The positive motivational impact of such an approach on the marketing partners should not be under-estimated. Instead of clients sitting in judgement on the Ideas the ad agency has decided to “sell” them, clients come to other side of the table to use all their knowledge about the business and the brand to ignite better Ideas at an early stage of communication development. This not only creates a sense of partnership with all the agencies but also a buzz for the client within the marketing partners’ offices, leading to all the best people vying to work on the account. Without spending a dime extra, you have motivated marketing partners and also better and more Ideas, faster.
This is not all nice words and a dream. This can be done and has been done. At DDB China we tried this successfully recently on one of our MNC clients with very positive results on the quality of output and team morale and spirit (they are my favorite client now)
Yes, no doubt Clients have to play along, but first agencies need to embrace it. But this requires 2 key changes.

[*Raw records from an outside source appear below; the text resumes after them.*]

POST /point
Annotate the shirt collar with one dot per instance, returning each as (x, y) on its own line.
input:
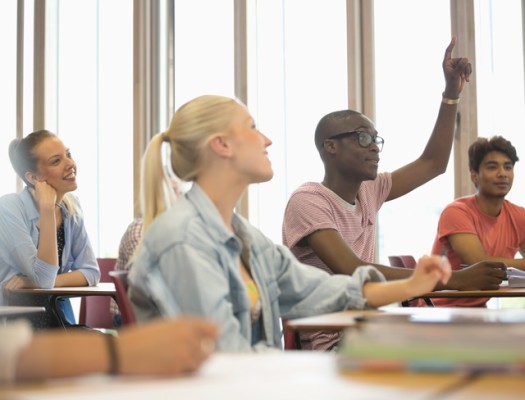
(29, 204)
(209, 213)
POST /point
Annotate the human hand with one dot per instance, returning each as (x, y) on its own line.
(44, 194)
(429, 271)
(457, 72)
(483, 275)
(166, 347)
(19, 282)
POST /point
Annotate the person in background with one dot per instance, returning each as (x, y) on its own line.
(162, 347)
(332, 224)
(201, 258)
(484, 226)
(43, 240)
(152, 204)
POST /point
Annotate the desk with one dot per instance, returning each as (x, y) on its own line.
(342, 320)
(503, 291)
(19, 311)
(102, 289)
(279, 375)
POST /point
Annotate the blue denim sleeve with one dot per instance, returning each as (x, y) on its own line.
(307, 291)
(82, 257)
(18, 250)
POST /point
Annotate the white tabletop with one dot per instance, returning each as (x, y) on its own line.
(269, 376)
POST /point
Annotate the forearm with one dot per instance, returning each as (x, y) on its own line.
(439, 145)
(378, 294)
(72, 354)
(47, 241)
(74, 278)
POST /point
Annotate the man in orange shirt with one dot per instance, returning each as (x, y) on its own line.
(484, 226)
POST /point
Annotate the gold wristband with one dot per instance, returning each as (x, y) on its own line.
(450, 101)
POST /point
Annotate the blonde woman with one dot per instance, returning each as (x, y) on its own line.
(201, 258)
(43, 241)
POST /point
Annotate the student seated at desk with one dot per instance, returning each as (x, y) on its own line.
(162, 347)
(43, 241)
(484, 226)
(331, 225)
(201, 258)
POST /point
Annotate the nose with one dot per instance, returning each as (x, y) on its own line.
(70, 163)
(267, 141)
(502, 172)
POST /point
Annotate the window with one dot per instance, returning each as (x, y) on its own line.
(409, 84)
(8, 18)
(89, 102)
(297, 74)
(499, 69)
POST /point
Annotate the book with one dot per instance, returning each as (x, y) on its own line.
(515, 277)
(434, 347)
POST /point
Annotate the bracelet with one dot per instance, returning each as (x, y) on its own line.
(450, 101)
(112, 354)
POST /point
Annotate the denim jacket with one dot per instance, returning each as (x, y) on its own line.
(188, 263)
(19, 237)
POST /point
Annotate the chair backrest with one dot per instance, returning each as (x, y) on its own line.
(291, 338)
(402, 261)
(94, 310)
(120, 279)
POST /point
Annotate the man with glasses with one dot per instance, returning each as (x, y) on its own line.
(331, 225)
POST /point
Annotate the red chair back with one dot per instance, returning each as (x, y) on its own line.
(94, 310)
(291, 338)
(402, 261)
(120, 279)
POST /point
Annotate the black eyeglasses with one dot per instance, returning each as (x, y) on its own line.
(363, 138)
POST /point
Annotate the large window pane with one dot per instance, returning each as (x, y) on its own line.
(8, 13)
(297, 74)
(93, 113)
(499, 69)
(409, 83)
(204, 46)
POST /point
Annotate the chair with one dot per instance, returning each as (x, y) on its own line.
(120, 279)
(291, 338)
(408, 261)
(94, 310)
(402, 261)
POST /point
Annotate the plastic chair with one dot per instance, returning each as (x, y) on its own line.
(94, 310)
(291, 338)
(402, 261)
(408, 261)
(120, 279)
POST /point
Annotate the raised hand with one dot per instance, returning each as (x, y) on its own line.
(428, 272)
(457, 72)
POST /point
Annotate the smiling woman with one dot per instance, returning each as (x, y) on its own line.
(43, 242)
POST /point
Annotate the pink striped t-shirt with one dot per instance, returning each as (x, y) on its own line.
(313, 207)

1. An attitude Change : We need to recognize that ideas can come from anyone and it is in our interest to tap into that. This means clearly delineating “Idea” from “Expression”. Ideas inspire great expression. Ideas can come from anybody, while expression (or storytelling) is an art form and is better left to the creatives. This delineation requires the creatives to come down from their ivory towers and co-create Ideas with others to ensure they get the raw material and stimuli to create a masterpiece. Ideas are ego-less, but how often have we seen a good idea not being taken up for development because the creative team feels it reflects on their “originality”.
2. A tight process : You can’t just get people in a room and do a normal brainstorm during a co-create session. Enough proven and structured ideation tools and techniques exist in the world (courtesy Edward De Bono, Michael Michalko etc) to open up a problem/thought. They are used frequently for NPD (new product development) ideation sessions. I find it amazing that in the communications/agency world we see them as anathema and still treat creativity as a Eureka light-bulb moment. These techniques need to be embraced as they will improve productivity and boost the slim margins. Even when we don’t use co-create and use the current sequential silo driven process, creative teams can benefit from being well versed in these tools and techniques. Infact, Ralf Langowst’s (spoke in Spikes Asia in Sep’09; unfortnately passed away in Oct’09 due to a heart attack) company in Germany called “Ideamanagement” offers a course called “The Creative Path Analysis” which shows up the strengths and weaknesses of the creative deveopment process and explains how it can become faster, more effective and therefore more profitable
In summary, agencies need to take control of the crowd-sourcing agenda and co-create is one of the ways to do that. The risk of not doing this is being treated as suppliers of a commodity called “creativity” which can be crowd-sourced via websites like bootb, zoppa and Ideabounty. However this requires a change in attitude and also embracing a more organized approach to creativity, no matter how oxymoronic it sounds. After all, isn’t a big idea all about resolving the tension between two contradictory thoughts.